In zekere zin is De Strijd de thuiskomst van het oude passiespel, de enscenering van het lijdensverhaal van Jezus. Want het openluchttheater in Hertme ontleende daaraan ooit, in 1955, zijn bestaansreden. De toenmalige pastoor, Johannes Ignatius Veeger, liet in het bos naast ‘zijn’ kerk een permanent decor voor het passiespel bouwen van Bentheimer zandsteen. Negen keer werd onder zijn leiding de lijdensweg nagespeeld – in het Nederlands en het Duits. Maar nog tijdens het leven van pastoor Veeger, verflauwde de belangstelling voor het religieuze spektakel en raakte het bostheater in verval. In 2010 werd het hersteld en uitgebreid, en sindsdien treden er binnen- en buitenlandse ensembles en orkesten op. Voor juni staan concerten van het Oost-Nederlands Symfonieorkest en van Caro Emerald op de rol.

Maar van 12 tot en met 22 april (Goede Vrijdag) is het podium van rul zand aan de cast van De Strijd. Regisseur Brummelhuis veronderstelt bij het publiek geen gedegen Bijbelkennis meer. En daar houdt hij in het script rekening mee. Het lijdensverhaal – Jezus die sterft om de mensheid van haar zonden te verlossen – is tenslotte nogal ingewikkeld. Brummelhuis benadrukt dat Jezus niet tegen zijn lot in opstand kwam, en Judas min of meer opdroeg hem te verraden. En om het verhaal wat eigentijdser te maken, kent Brummelhuis een grotere rol toe aan de vrouwen van Herodes en Pontius Pilatus dan de evangelisten hebben gedaan. In De Strijd wordt de onwil van Pilatus om Jezus ter dood te brengen vooral ingefluisterd door zijn vrouw, Claudia Procula. ‘De hogepriesters zijn veel enger dan Jezus’, zegt zij tegen Pilatus.

De onwillige Pilatus wordt vertolkt door Paul Krijnsen, ooit fysiotherapeut bij FC Twente.
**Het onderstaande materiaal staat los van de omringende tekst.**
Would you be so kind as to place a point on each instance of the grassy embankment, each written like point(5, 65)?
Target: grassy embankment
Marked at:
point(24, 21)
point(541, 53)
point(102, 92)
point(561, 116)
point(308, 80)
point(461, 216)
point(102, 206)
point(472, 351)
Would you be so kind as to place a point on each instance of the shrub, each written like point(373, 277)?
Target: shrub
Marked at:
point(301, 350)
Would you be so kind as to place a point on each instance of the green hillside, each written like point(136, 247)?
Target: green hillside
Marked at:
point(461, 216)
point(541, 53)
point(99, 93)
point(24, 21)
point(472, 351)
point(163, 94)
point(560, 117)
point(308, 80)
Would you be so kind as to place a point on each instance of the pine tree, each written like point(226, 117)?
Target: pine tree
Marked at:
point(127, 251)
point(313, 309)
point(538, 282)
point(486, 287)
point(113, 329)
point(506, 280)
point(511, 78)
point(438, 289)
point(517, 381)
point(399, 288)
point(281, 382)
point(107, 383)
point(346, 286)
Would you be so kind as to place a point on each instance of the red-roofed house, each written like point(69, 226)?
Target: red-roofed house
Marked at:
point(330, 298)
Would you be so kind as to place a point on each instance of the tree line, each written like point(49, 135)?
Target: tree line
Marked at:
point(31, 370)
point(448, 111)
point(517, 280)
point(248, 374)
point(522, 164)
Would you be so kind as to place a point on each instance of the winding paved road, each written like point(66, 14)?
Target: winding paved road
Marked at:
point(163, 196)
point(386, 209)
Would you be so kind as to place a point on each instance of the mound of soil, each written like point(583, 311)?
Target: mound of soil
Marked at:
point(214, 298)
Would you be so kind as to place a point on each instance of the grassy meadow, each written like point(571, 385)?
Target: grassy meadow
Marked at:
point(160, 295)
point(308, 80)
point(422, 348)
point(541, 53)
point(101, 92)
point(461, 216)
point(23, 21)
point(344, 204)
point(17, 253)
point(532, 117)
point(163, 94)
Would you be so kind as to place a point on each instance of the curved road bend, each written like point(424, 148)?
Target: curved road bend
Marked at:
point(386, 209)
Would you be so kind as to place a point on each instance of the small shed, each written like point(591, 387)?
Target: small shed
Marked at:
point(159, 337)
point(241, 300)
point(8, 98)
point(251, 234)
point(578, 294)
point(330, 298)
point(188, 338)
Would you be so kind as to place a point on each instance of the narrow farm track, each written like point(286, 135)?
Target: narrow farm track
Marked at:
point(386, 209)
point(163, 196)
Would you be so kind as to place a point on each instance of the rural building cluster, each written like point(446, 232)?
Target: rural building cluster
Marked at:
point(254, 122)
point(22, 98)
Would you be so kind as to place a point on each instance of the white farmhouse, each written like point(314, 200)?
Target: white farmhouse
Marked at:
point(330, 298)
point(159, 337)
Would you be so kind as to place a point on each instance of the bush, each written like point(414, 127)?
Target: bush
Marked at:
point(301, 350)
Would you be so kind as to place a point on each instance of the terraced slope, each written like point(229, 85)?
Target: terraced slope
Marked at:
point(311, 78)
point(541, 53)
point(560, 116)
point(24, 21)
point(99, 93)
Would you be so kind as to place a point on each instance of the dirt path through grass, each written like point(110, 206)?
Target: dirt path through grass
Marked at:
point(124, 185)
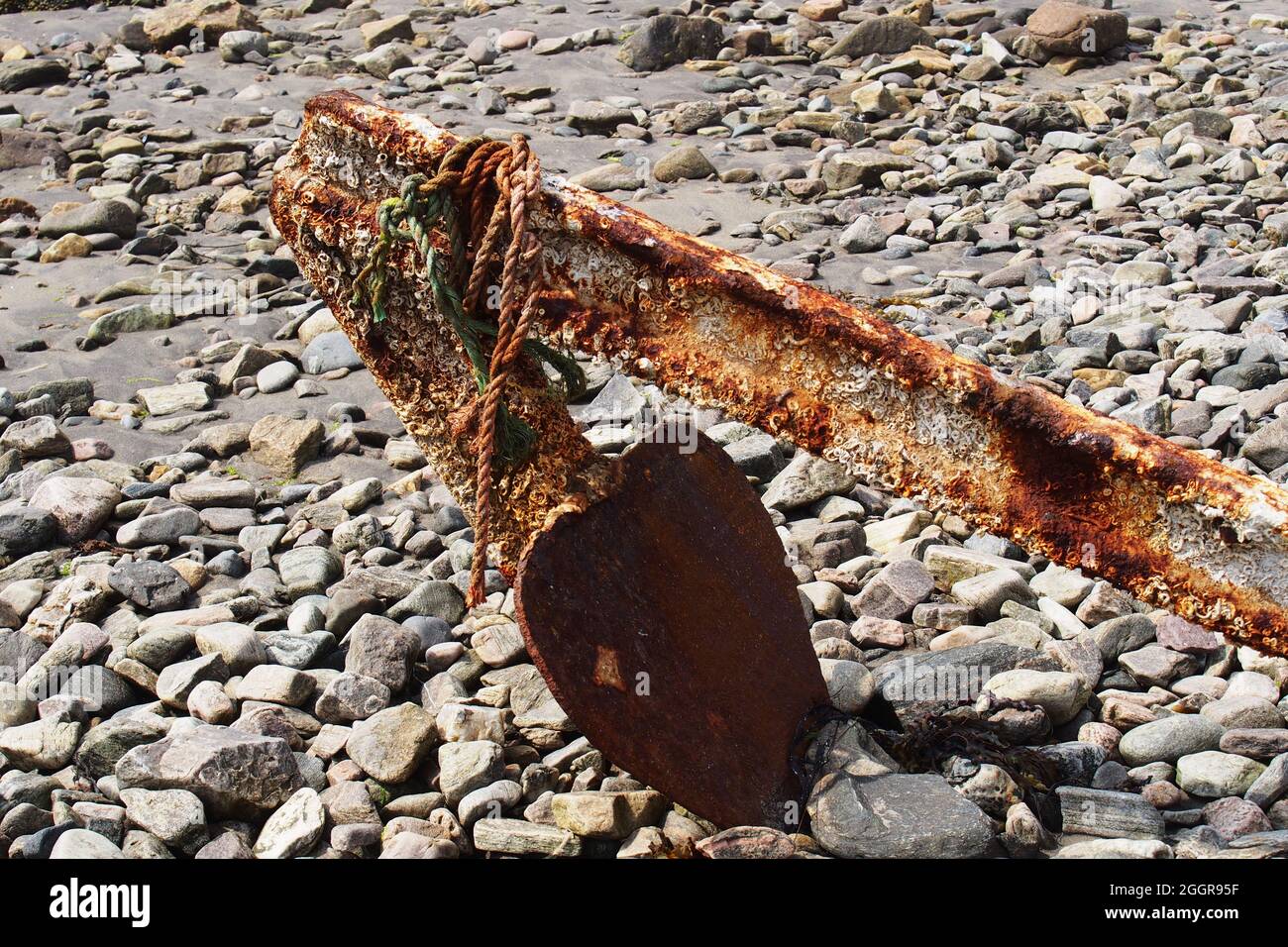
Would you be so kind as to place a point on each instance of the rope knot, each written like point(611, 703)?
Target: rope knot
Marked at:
point(492, 185)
Hij is gaan toneelspelen nadat gezondheidsklachten hem beletten door te gaan met voetballen. Voor hemzelf is het tweede leven als acteur zeker zo bevredigend als het eerste leven in de sport. Maar bij zijn voetbalvrienden van weleer wekt zijn overgang naar de wereld van de zang en de verfijnde gebaren enige verbazing.

Toch zullen ook voormalige voetbalvrienden zich aan de visuele bekoring van De Strijd willen blootstellen. De meeste overdekte zitplaatsen zijn al geboekt. Belangstellenden voor de overige plaatsen zullen in de stille week voor Pasen vermoedelijk eerst te rade gaan bij Buienradar. ‘Bij de editie van 2014 ging het onweren’, zegt dirigent Jacco Camphens. ‘Meteen na de kruisiging, net als in het echt.’